JpGU-AGU Joint Meeting 2017

Presentation information

[EE] Oral

M (Multidisciplinary and Interdisciplinary) » M-ZZ Others

[M-ZZ40] [EE] Sustainable global groundwater management for human security

Mon. May 22, 2017 10:45 AM - 12:15 PM A07 (Tokyo Bay Makuhari Hall)

convener:Yoshihide Wada(Utrecht University), Makoto Taniguchi(Research Institute for Humanity and Nature), Naota Hanasaki(NIES National Institute of Environmental Studies), Yadu N Pokhrel(Michigan State University), Chairperson:Yoshihide Wada(Utrecht University)

11:15 AM - 11:30 AM

[MZZ40-03] The contrasting impacts of climate change on groundwater hydrology in the world’s major aquifers

★Invited papers

*Min-Hui Lo1, Wen-Ying Wu2, Yoshihide Wada3, James Famiglietti4, John Reager4, Pat Yeh5, Agnès Ducharne6, Ren-Jie Wu1 (1.National Taiwan University, 2.UT-Austin, 3.IIASA , 4.JPL, 5.National University of Singapore (NUS), 6.Directrice de recherche CNRS, UMR METIS (anciennement Sisyphe))

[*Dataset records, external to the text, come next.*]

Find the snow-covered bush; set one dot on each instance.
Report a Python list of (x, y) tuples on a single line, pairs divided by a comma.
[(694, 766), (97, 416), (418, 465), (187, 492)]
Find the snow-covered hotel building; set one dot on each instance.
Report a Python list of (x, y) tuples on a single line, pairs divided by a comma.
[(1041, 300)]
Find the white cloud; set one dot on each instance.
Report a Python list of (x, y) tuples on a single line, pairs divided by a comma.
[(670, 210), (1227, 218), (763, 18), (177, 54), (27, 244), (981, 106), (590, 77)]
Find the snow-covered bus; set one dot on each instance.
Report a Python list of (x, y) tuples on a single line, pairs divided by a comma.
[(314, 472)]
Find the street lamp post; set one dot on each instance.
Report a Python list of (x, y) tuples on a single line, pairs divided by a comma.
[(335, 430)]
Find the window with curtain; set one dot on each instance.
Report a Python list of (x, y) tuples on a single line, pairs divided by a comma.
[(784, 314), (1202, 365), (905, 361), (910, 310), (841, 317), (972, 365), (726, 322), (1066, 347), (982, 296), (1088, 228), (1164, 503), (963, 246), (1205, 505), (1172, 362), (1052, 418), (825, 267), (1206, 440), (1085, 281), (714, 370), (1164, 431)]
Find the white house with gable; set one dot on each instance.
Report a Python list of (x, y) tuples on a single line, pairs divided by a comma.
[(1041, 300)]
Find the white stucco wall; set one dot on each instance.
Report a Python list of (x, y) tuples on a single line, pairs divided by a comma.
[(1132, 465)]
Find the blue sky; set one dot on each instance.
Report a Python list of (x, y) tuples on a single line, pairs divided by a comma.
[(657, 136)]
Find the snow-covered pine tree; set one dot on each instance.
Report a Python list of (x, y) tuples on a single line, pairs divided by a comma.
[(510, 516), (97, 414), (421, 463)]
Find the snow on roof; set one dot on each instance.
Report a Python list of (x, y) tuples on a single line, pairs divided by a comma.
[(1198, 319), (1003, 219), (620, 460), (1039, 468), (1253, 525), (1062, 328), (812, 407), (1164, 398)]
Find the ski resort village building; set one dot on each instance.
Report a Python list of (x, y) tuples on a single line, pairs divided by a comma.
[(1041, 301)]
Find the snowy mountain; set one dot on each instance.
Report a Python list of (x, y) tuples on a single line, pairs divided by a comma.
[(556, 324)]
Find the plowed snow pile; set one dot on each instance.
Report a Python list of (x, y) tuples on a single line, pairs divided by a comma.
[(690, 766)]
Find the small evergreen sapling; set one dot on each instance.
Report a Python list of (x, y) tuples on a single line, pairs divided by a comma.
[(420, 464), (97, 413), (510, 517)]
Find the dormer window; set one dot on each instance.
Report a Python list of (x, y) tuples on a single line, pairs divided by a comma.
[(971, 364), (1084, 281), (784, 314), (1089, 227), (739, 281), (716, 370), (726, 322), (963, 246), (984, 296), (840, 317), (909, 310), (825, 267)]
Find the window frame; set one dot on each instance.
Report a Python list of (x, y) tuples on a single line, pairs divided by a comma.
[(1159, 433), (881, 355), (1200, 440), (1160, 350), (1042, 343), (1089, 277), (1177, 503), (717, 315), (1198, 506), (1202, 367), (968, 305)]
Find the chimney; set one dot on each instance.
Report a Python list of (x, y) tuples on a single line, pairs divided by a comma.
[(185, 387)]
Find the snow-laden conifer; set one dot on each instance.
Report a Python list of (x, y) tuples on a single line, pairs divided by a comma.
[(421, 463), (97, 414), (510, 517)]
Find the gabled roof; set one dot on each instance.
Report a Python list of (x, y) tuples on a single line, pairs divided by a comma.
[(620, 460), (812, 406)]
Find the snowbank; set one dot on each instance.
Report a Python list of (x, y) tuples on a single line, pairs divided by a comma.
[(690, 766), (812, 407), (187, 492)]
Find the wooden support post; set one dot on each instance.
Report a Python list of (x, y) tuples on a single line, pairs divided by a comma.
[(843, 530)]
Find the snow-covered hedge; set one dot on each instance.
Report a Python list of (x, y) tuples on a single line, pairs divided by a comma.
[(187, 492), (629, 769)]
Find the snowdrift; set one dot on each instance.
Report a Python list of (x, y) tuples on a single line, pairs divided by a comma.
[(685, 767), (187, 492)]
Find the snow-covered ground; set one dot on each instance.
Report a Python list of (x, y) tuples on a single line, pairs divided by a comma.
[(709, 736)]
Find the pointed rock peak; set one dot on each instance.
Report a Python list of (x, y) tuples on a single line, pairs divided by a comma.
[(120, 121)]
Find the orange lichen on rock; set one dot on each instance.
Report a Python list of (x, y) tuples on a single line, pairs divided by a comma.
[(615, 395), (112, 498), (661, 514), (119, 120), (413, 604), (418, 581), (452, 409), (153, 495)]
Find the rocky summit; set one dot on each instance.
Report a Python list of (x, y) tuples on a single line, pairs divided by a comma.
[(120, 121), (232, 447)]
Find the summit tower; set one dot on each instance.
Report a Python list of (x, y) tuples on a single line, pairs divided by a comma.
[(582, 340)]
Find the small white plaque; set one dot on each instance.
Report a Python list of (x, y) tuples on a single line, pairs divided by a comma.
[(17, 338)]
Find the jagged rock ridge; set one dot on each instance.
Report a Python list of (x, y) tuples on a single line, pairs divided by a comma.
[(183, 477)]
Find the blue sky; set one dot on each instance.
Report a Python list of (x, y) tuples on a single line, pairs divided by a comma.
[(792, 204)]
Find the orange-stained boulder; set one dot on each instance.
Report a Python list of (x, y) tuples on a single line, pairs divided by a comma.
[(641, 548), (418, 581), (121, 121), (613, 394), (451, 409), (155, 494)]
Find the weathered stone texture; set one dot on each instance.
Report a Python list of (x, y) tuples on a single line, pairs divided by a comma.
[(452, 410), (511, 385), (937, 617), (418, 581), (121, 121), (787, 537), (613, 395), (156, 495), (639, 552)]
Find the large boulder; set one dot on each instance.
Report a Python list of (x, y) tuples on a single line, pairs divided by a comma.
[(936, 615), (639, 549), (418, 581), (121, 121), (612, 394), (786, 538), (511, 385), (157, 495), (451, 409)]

Keywords:CESM-LE, groundwater

Groundwater is the source for approximately 40% of all global freshwater demand, and is thus critical for water supplies and associated food production in arid and semi-arid regions, especially during dry seasons. The increasing demand for water and food (due to population growth) and variability in water resources (due to climate change) have led to long-term groundwater depletion, compromising the sustainability of human water use in several regions of the world. Here, we utilized fully coupled climate model simulations from the Community Earth System Model Large Ensemble Project to investigate groundwater storage changes in the world’s major aquifers (Guarani, Southern Plains, Northwestern India, Middle East, Canning, North China Plain, and Central Valley) under future climate changes. The projections show that climate change contributes to changes in groundwater storage not only via changes in precipitation, but also through changes in plant transpiration under CO2 fertilization effects, reductions in snowmelt, and enhancement of surface evaporation, which collectively lead to contrasting effects between increased precipitation and increased evapotranspiration.